There’s an upside to political upheaval

It's that time of the year for financial journalists: We are being inundated with lengthy outlook reports for the coming year.

My inbox is littered with ominous warnings about how 2017 will see more uncertainty. The overwhelming theme for the year is: It's the politics, stupid.

Given the rise in populist voting in 2016, which manifested itself in the shock Brexit referendum and a surprise victory for Donald Trump in the U.S. election, investors are nervously anticipating the outcome of a hodgepodge of elections across Europe.

Angela Merkel, Francois Hollande (R) and Matteo Renzi depart after speaking to the media on June 27, 2016 in Berlin, Germany.
Sean Gallup | Getty Images News | Getty Images
Angela Merkel, Francois Hollande (R) and Matteo Renzi depart after speaking to the media on June 27, 2016 in Berlin, Germany.

Here's a quick look at what's in store:

France will elect a new president in April, with Francois Fillon having been voted the nominee for the center-right Republican party this month. Fillion is now the frontrunner for the presidential run-off against far-right Front National leader, and populist favorite, Marine Le Pen.

Italy is in the process of cobbling together a caretaker government after Matteo Renzi stepped down last week, with Foreign Minister Paolo Gentiloni asked to lead the efforts as prime minister-designate. If that fails, new elections are on the cards, with the anti-euro Five Star Movement ranking high in the polls.

In Germany, Chancellor Angela Merkel has just confirmed she will run for a fourth term. But she is facing pressure from the far-right Alternative for Germany (AfD) party, which is currently polling at 13 percent and has delivered a number of bruising regional election results for Merkel. That has pushed the chancellor to move to the right. Last week, she endorsed a country-wide ban on burqas.

Meanwhile over in the Netherlands, the Party for Freedom with leader Geert Wilders is leading the incumbent Liberal Party in the polls by 10 percent ahead of the parliamentary elections in March.

But why all the gloom and doom?

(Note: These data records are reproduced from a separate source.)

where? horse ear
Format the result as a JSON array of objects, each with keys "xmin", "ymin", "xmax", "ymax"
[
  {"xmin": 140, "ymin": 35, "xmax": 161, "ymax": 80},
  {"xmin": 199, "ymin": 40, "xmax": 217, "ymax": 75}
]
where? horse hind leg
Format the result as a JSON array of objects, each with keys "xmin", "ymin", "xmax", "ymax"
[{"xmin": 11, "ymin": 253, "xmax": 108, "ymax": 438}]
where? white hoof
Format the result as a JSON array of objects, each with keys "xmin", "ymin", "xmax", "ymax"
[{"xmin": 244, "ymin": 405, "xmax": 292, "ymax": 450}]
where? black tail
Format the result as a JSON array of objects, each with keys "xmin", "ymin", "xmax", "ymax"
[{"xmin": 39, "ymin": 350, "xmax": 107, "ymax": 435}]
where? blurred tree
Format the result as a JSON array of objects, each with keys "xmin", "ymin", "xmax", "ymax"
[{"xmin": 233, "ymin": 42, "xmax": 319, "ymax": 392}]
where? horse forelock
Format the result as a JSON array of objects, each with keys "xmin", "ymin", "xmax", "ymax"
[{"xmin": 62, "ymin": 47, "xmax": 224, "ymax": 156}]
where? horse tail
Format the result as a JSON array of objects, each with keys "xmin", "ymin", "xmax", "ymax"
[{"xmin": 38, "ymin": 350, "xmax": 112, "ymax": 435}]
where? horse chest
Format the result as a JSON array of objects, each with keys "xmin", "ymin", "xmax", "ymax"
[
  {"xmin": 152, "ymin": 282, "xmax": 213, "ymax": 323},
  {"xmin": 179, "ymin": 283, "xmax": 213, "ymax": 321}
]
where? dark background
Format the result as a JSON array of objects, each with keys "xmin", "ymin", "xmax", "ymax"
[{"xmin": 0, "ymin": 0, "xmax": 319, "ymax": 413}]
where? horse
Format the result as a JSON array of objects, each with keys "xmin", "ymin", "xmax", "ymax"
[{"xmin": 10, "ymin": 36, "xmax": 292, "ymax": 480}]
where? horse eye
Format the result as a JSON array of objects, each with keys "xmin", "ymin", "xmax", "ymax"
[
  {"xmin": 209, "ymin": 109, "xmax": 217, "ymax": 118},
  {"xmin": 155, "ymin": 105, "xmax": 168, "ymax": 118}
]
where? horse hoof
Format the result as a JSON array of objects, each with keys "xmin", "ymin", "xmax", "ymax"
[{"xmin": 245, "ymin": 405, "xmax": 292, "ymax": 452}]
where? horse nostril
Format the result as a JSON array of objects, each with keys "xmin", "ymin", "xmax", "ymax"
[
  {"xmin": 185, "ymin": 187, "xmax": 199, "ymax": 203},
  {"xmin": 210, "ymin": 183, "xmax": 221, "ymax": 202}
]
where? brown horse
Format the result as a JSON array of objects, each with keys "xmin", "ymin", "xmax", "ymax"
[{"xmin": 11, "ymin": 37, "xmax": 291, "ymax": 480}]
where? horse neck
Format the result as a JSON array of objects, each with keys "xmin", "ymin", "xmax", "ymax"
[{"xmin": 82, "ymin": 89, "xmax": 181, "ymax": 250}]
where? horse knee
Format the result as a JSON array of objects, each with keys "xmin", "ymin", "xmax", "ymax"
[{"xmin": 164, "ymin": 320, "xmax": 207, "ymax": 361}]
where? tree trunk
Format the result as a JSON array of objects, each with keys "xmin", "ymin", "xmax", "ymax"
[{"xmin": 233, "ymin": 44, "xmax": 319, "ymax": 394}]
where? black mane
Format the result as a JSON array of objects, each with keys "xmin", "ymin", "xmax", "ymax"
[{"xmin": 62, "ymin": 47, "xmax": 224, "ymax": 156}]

Let's not forget that this year politics has been kind to investors. Post the initial knee-jerk reaction, Brexit's effect on sterling has led to a surge in the FTSE, which is now higher by some 11 percent on the start of the year and easily outperforming the rest of Europe.

The Trump effect has led to 13 record closes for the Dow Jones since the election. The Dow is up 12 percent year-to-date.

Meanwhile, Italian banks have seen a 12 percent surge this week as the Italian referendum is forcing the government finally to find a solution for cash-strapped Banca Monte dei Paschi di Siena.

Gilles Moec, head of developed Europe economics at Bank of America Merrill Lynch, told CNBC: "One should also look at positive outcomes. If you take a look at the French elections there is very clear reformist economic agenda coming from the center right. Assuming the polls are right (and Francois Fillon beats Marine Le Pen), we can actually expect to see a lot of positivity in terms of market friendly reforms coming from France – a country that hasn't seen much positivity of late."

Equally, Steve Krouskos, EY global vice chair of Transaction Advisory Services, said on CNBC Friday that while the big risk for 2017 was political upheaval in Europe, the mergers and acquisitions outlook for 2017 was still very strong.

In fact, he points out that since the U.S. election, the country has seen over $15 billion dollars in M&A, adding that "historically, Republicans have been more pro M&A, intervening in fewer combinations. We could also see a repatriation window which would bring the $1 trillion of overseas earnings back and other moves in tax policy that would boost earnings."

Despite the market's current angst about 2017, change in governments can be a "buy" signal. And that's not a message I usually see popping up in my inbox.